Sometimes, especially when I’m caught off-guard, I’ll yell. Not yell at her, but yelp in pain because a surprise chomp to the nipple is its own circle of hell. Leigh Anne O’Connor, a lactation consultant who’s worked in the breastfeeding field for two decades, has a hilarious and helpful article about babies who bite here. “As he is feeling those incisors pushing through his flesh,” she writes, “nothing will soothe that sensation like biting down on something nice – like a breast! Ouch!”
She and I can both assure you, though, that this shouldn’t be taken as a signal to wean. Sure, you can wean whenever you want, for whatever reason you’d like. But don’t misconstrue this phase as a definite ending to your breastfeeding relationship. It certainly doesn’t have to be, as the phase will pass.

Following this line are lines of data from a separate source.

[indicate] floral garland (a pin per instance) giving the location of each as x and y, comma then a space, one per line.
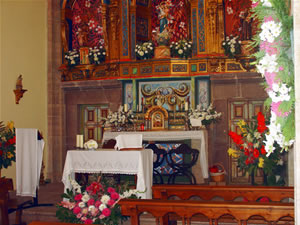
7, 144
275, 64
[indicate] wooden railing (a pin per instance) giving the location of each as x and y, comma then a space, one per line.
211, 212
227, 193
214, 212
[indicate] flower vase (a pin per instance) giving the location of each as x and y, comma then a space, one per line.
162, 52
252, 178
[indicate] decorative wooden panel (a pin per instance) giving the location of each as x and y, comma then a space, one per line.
91, 122
244, 109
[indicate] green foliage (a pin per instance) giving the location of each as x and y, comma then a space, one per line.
181, 49
96, 203
279, 12
7, 145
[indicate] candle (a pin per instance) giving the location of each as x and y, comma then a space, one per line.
186, 106
81, 141
77, 141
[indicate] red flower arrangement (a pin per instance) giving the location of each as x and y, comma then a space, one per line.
7, 144
250, 152
97, 204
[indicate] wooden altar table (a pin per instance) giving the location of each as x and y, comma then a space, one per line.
198, 137
114, 162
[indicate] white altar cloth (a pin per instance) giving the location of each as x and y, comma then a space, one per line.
111, 161
172, 136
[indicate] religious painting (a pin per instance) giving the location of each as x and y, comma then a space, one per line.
202, 92
142, 28
169, 21
238, 21
128, 94
171, 95
87, 29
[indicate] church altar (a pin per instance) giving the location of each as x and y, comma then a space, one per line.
114, 162
198, 141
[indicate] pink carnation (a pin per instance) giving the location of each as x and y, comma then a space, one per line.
88, 221
78, 197
255, 4
268, 19
97, 203
115, 195
76, 210
91, 202
111, 202
270, 78
275, 109
106, 212
111, 190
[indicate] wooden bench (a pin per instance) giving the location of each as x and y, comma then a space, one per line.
227, 193
9, 205
214, 212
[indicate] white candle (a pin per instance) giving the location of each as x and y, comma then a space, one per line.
186, 106
81, 141
77, 141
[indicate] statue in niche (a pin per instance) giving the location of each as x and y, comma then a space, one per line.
162, 34
246, 25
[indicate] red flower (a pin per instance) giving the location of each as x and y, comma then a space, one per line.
106, 212
256, 153
263, 150
261, 124
238, 139
213, 169
12, 141
78, 197
91, 202
247, 161
110, 190
115, 195
76, 210
88, 221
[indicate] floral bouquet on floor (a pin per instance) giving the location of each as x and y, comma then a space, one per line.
97, 55
251, 154
72, 57
95, 204
181, 49
232, 46
7, 144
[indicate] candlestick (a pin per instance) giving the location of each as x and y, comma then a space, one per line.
186, 106
81, 141
77, 141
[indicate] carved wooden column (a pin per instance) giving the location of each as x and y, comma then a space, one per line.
104, 12
132, 28
113, 28
124, 34
214, 26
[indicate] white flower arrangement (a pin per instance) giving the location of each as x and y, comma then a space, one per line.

How can you cope with this? Honestly, talk about it. Normalize it so you and moms around you don’t think you’ve got the only bitey baby. There’s strength in knowing you’re not the only one going through something hard.
If you need to, and/or are able to, pass the kiddo off to your partner or a support person after a bite episode so you can take some time to breathe. As immature as it sounds, it’s hard for me not to hold a bit of a grudge as the soreness of the bite wears off, and some time to myself is a nice remedy for those feelings.
If you know biting is likely to happen — if teeth are about to cut through, or baby has the sniffles — try to stop it before it starts. Treat the teething (teething oil, ibuprofen, chewing on a cold wash cloth, etc) or cold (suction their nose, use some eucalyptus rub) before you nurse.